All the air I tried to take in caught in my throat, like no amount of effort could get the oxygen to my body. My heart pounded in my chest and in my ears, and I tried to roll myself over, just to see what would happen, but the bed’s side rails pinned me in place. I clawed at the tubes attached to me, because this had to be a dream, and I needed to do something to wake myself up.
I couldn’t breathe. I couldn’t move. And I felt nothing past my midsection. How could I not feel my legs?
I jerked everything on my body I could feel, every way I could, until two nurses held me down. “We need you to get your heart rate down,” one of them said into my ear. “Everything will be okay, Kara. You just need to do your best to get calm.” I wanted everything to be okay, more than anything ever in the world, so I followed her lead and sucked in as many deep breaths as I could.
Eventually my heart rate slowed back to normal, and the doctor who’d read my chart, a tall Asian guy who was surprisingly young-looking to be a doctor, came to my bedside and smiled at me. “I’m glad to see you awake, Kara. I’m Dr. Nguyen.” His tone was a little lighter than the no-nonsense voice I expected from a doctor. “Now, I’m sure you have some—”
&nbs
p; “What’s wrong with me?” I yelled, panicky and confused. “Why can’t I feel my legs?” While I was glad he was cool, I wasn’t going to calm down until we dealt with the elephant in the room.
“I’m not sure what your parents have told you since you woke up, but—”
“They told me I was in a car accident. That I’ve been asleep for two weeks. That’s pretty much it.”

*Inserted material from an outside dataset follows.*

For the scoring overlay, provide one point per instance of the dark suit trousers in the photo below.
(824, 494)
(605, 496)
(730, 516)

“I’m sure that was a lot for you to take in,” he said. “But there’s more I need to tell you. You sustained a spinal cord injury as a result of the accident. Because of that injury to your vertebrae, you’ve suffered paralysis from the waist down.” His jaw clenched, and he said, “I’m so sorry.”
What? Paralysis? I was paralyzed? No. That couldn’t be right. He had to be wrong. He had to be. Fighting back the tears that welled up in my eyes, I looked over at Mom and Dad for some kind of signal from them that this was a joke. Some slight smile creeping up Dad’s face, or a crinkle in the corner of Mom’s eyes that would tell me they were playing some horrible, elaborate prank on me. That Dr. Nguyen was actually one the guys my dad worked with, promised an extra day off or something to goof on the boss’s daughter. There was absolutely no way that this was real life.

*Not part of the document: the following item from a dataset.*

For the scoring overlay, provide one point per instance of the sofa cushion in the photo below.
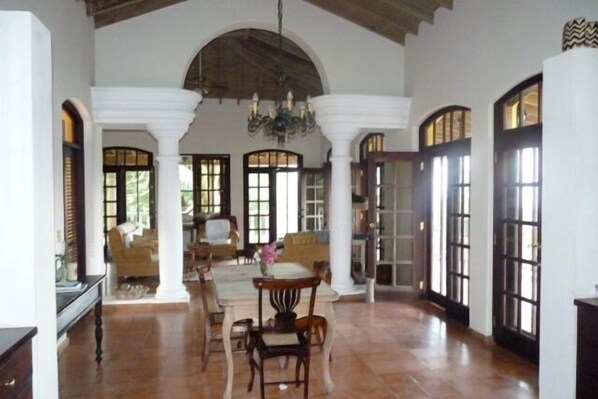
(303, 238)
(322, 236)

But all I saw on Mom’s face was heartbreak. And Dad showed nothing but sadness and grief. They weren’t stifling laughter at this epic joke; their faces mirrored exactly what I was feeling inside. Tears welled up in my eyes and hovered there, right on the brink of spilling. I wanted to cry, but the tears held their ground. I pressed the heels of my hands into my eyes and swallowed down the lump forming in my throat; then I pulled my hands away and made every effort to keep myself together.
“Forever?” I asked them, my voice wobbly. But I didn’t even wait for an answer. I knew. I’d known the second that feeling of dread crept across my skin when I woke up.
I’d never be able to use my legs again.
Dr. Nguyen was talking about operations and physical therapy and wheelchairs. Recovery and statistics and adaptations. But I wasn’t listening. I tuned out after he said “paralyzed,” because that was when my life stopped being my life and my future stopped being my future, and I stopped having any idea who I even was.